Does anyone have any suggestions on using color restorer and polish on non-skid areas of my deck? I've read a bunch of stuff suggesting using Woody Wax Non-skid for waxing but I would like to use a color restorer and polish before waxing. 
Everything i've read is that you need to polish and then seal the polish with a wax (in general purposes) otherwise you won't get the "new" shine look. There aren't any suggestions on doing this and then just using the Woody wax as a "wax coat."
Will the polishing prior to applying Woody Wax still make the deck areas slippery?

I had great results withusing color restorer, polish, and Meguires wax on the hull!!!

If there are any other suggestions please let me know! Especially if you have tried it and it worked!!!


----------



## oldflathead (Oct 3, 2007)

*Mop n Glow*

I have used this household product for over 25 years on my molded in non-skid deck. First clean the deck with TSP and flush. If you have rust stains, mix oxalic acid with water for a paste and apply to the wet, stained area. It will draw out the rust from the gel coat. It may take several applications.
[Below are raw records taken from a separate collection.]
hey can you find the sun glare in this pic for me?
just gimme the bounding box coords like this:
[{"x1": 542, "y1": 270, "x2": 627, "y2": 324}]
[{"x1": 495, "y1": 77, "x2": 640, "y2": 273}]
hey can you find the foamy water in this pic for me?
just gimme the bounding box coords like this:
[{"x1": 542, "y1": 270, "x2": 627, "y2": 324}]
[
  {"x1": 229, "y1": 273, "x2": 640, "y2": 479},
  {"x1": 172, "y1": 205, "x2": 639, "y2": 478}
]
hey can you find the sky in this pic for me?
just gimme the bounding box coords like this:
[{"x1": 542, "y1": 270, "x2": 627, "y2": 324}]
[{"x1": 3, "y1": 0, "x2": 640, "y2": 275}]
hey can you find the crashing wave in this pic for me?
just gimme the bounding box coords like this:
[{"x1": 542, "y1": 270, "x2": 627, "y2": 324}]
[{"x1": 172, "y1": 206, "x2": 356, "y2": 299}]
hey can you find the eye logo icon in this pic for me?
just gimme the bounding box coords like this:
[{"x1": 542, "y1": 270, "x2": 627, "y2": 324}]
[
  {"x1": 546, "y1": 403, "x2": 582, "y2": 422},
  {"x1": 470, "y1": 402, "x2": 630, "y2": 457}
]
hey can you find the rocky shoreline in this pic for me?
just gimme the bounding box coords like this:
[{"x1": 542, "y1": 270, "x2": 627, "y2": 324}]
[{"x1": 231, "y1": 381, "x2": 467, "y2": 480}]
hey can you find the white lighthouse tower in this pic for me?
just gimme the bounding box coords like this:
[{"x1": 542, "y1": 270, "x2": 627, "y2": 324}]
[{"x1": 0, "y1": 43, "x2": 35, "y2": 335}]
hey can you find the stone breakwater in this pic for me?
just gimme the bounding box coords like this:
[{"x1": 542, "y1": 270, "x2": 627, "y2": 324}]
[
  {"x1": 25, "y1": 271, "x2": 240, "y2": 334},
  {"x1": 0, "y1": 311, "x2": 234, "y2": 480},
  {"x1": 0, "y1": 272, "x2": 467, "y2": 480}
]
Use care it is an acid.

After the deck is clean and stains are gone, I apply a coat of Mop n Glo with a sponge, moving it in one direction only. Badly worn areas may take more coats. This will leave a protective sheen on the non skid deck, that will even block potato chip grease.

Cheap Tom :beer:


----------



## amarcafina (Aug 24, 2008)

Be careful, waxing the non-skid can make it slick and people could fall which is not good to fall in a boat ! I wouldn;t recomend waxing the non-skid !!


----------



## billin (Oct 14, 2007)

*old flat head*

+1 thats how i do it. The mop and glow trick also works at the water line to prevent the mississippi river racing stripe


----------